De suas mãos, ele apresentou um longo e elegante couro escuro enredado com runas.
Era uma coleira.
Os alfas cardinais enrijeceram instantaneamente, músculos tensionando e instintos se aguçando. Lucien, no entanto, parecia muito satisfeito consigo mesmo.
“Não é o que vocês pensam,” disse ele para eles antes de se virar para Violeta. “Esta é uma rédea que você pode usar e permitir que outros a montem com segurança, enquanto você voa em sua forma bestial.”
Houve uma pausa enquanto ele esperava que Violeta respondesse a isso.
De seu lugar perto do palco, os alfas cardinais pareciam qualquer coisa menos satisfeitos. Eles
sabiam que esse Fae estava atrás de sua companheira, e ele nem estava fingindo o contrário.
O rosto de Violeta era ilegível enquanto ela aceitava o presente cuidadosamente. “Agradeço pelo seu presente, príncipe Lucien.”

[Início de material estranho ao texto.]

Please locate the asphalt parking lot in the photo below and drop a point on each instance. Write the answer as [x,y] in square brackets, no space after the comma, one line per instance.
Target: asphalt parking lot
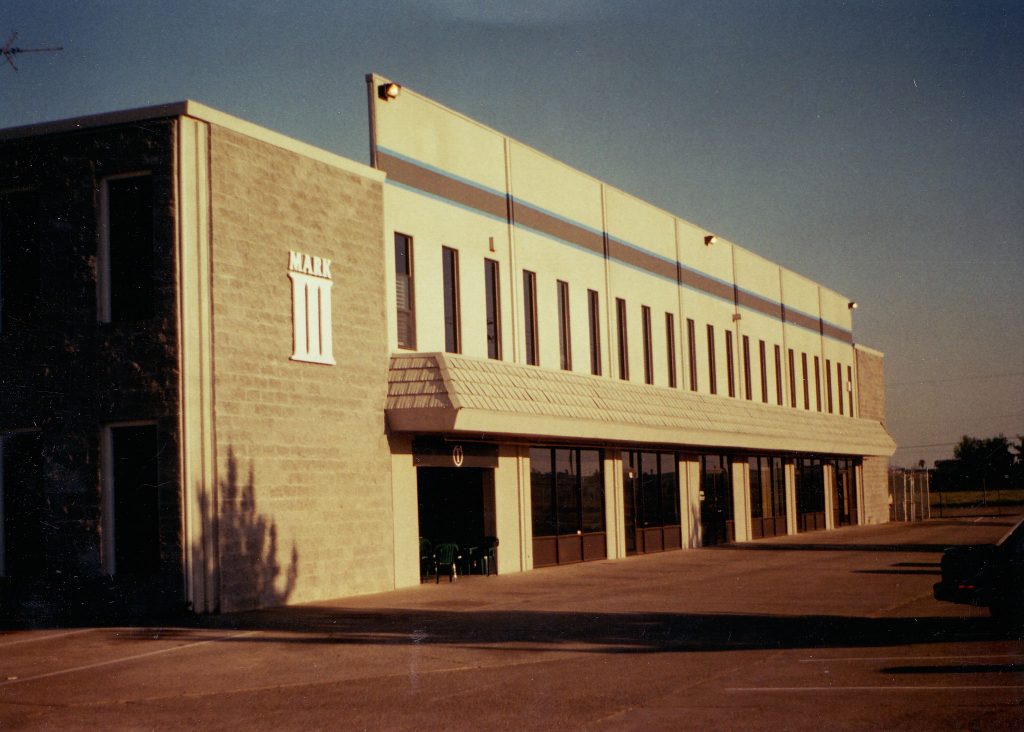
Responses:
[821,631]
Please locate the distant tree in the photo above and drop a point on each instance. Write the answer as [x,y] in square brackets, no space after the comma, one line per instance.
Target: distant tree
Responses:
[986,462]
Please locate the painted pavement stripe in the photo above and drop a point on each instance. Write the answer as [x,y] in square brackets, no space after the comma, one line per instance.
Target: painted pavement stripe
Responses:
[124,659]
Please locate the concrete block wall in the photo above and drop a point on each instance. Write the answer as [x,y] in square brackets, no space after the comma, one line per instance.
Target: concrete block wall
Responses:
[304,472]
[68,376]
[871,405]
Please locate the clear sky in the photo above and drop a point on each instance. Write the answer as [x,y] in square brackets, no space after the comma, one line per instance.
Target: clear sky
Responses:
[877,146]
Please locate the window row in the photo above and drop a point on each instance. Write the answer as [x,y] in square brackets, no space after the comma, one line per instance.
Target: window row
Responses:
[741,384]
[131,503]
[125,262]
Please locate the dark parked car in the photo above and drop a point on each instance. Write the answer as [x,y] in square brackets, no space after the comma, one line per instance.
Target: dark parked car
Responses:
[988,574]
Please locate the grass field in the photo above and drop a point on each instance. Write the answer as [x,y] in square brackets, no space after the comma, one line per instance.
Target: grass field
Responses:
[955,499]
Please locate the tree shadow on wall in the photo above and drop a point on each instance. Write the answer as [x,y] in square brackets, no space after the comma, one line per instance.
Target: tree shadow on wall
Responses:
[246,562]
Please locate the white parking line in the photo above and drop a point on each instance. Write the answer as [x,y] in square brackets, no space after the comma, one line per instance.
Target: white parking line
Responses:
[943,689]
[124,659]
[888,658]
[48,637]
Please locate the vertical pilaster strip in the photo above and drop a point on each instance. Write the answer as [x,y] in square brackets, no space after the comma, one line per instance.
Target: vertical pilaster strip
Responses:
[513,306]
[199,483]
[614,516]
[791,497]
[828,485]
[740,499]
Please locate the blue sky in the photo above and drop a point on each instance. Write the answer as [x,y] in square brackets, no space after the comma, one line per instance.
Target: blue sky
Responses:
[876,146]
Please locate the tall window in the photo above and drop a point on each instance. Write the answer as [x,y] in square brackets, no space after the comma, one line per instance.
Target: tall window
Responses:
[712,376]
[748,386]
[131,500]
[648,351]
[19,257]
[529,316]
[493,307]
[793,379]
[564,327]
[764,372]
[126,259]
[778,375]
[624,340]
[567,497]
[839,382]
[450,276]
[594,312]
[403,295]
[730,370]
[828,385]
[849,389]
[670,344]
[807,381]
[691,349]
[817,383]
[312,335]
[23,506]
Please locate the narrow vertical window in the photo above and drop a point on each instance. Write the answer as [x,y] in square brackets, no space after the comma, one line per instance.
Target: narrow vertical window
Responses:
[450,276]
[403,296]
[691,350]
[730,364]
[670,345]
[828,385]
[764,372]
[817,383]
[127,260]
[748,381]
[312,334]
[493,307]
[807,382]
[564,327]
[839,381]
[793,379]
[529,315]
[594,311]
[712,376]
[624,340]
[778,375]
[19,257]
[23,506]
[849,389]
[648,351]
[131,501]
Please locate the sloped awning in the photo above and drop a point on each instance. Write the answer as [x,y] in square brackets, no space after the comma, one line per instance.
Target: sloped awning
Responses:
[453,394]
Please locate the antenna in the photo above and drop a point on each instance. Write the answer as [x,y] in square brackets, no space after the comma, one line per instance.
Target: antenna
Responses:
[9,51]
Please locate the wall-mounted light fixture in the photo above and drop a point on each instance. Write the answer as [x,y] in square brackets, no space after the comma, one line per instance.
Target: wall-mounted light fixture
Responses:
[389,91]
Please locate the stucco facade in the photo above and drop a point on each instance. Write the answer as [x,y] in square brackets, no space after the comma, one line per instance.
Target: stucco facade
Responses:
[250,372]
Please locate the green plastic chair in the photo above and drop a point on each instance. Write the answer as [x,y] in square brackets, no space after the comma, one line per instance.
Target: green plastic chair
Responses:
[446,555]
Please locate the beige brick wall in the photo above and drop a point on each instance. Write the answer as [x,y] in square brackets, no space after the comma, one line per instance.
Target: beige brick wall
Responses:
[876,475]
[303,467]
[870,385]
[871,405]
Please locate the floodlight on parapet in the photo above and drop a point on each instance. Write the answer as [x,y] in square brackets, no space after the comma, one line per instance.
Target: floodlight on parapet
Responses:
[9,50]
[389,91]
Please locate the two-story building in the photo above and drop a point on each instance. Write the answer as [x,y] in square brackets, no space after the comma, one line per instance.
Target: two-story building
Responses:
[238,371]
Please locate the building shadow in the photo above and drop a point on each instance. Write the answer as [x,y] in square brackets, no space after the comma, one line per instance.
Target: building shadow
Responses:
[592,633]
[238,548]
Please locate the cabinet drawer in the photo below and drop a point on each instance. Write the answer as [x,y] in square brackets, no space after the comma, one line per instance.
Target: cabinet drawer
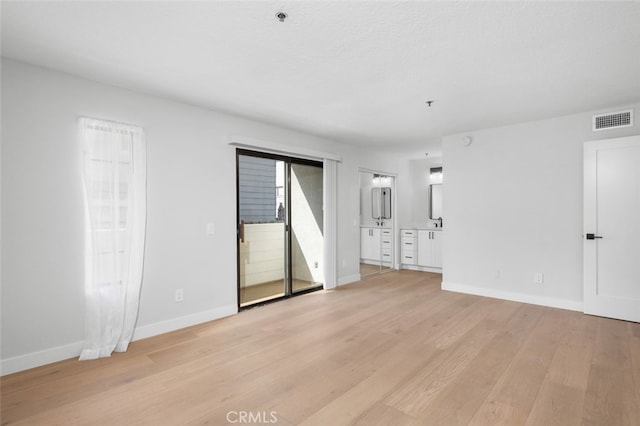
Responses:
[408,259]
[408,243]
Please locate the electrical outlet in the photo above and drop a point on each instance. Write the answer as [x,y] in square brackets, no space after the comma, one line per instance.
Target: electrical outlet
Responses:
[538,278]
[179,295]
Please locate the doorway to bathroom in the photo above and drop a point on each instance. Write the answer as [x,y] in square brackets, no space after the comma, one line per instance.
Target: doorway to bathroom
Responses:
[280,227]
[377,222]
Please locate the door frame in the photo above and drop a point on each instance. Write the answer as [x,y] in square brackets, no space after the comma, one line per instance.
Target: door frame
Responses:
[591,304]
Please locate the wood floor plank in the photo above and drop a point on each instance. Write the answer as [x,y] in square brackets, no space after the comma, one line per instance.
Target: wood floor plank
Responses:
[611,393]
[513,397]
[460,401]
[390,349]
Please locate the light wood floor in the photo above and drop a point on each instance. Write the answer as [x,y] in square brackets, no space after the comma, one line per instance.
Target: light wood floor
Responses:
[391,350]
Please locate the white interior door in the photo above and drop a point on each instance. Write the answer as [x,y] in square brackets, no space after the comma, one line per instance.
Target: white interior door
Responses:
[611,244]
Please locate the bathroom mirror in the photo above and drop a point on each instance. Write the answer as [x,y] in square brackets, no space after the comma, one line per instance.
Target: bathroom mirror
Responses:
[381,203]
[435,201]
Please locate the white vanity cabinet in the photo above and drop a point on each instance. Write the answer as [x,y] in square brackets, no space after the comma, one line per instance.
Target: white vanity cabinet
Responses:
[430,248]
[408,246]
[376,245]
[386,246]
[370,244]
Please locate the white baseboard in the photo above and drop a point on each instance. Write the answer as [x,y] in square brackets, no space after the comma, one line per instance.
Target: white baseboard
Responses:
[72,350]
[181,322]
[572,305]
[349,279]
[36,359]
[422,268]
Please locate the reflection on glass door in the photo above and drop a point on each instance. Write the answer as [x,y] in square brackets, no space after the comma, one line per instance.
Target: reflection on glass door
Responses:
[280,227]
[307,241]
[261,229]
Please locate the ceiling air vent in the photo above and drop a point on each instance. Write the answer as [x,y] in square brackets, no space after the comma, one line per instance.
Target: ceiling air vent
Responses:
[613,120]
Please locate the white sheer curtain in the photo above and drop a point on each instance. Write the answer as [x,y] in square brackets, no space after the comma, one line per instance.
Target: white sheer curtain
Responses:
[114,178]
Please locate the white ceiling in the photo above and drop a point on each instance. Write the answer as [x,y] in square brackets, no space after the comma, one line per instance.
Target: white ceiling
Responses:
[357,72]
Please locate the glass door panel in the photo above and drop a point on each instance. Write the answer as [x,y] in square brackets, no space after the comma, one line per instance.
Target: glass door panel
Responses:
[261,236]
[307,241]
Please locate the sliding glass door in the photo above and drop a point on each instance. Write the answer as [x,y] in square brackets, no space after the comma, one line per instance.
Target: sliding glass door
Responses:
[280,228]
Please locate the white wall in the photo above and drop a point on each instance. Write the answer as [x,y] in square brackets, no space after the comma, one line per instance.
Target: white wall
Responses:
[191,182]
[513,207]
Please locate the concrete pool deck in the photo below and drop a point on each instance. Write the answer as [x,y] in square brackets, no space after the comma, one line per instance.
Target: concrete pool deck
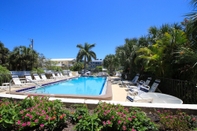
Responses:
[119,97]
[118,93]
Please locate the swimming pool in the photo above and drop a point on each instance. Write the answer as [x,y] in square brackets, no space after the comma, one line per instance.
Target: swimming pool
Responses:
[82,87]
[77,86]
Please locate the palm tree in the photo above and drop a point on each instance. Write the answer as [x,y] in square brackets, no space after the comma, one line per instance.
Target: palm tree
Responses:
[127,53]
[4,54]
[85,54]
[111,63]
[23,58]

Lucien parecia satisfeito, mas em vez de se afastar, ele permaneceu no local.
“Também tenho outro pedido, princesa.”
Imediatamente, cabeças se ergueram por todo o salão. Notavelmente, a da Rainha. O olhar de Seraphira
se estreitou enquanto estudava Lucien.
Violeta respirou fundo. “O que é, Lucien? O que você quer de mim?”
“Nada grandioso. Apenas a honra de ter a primeira dança com você, Princesa.”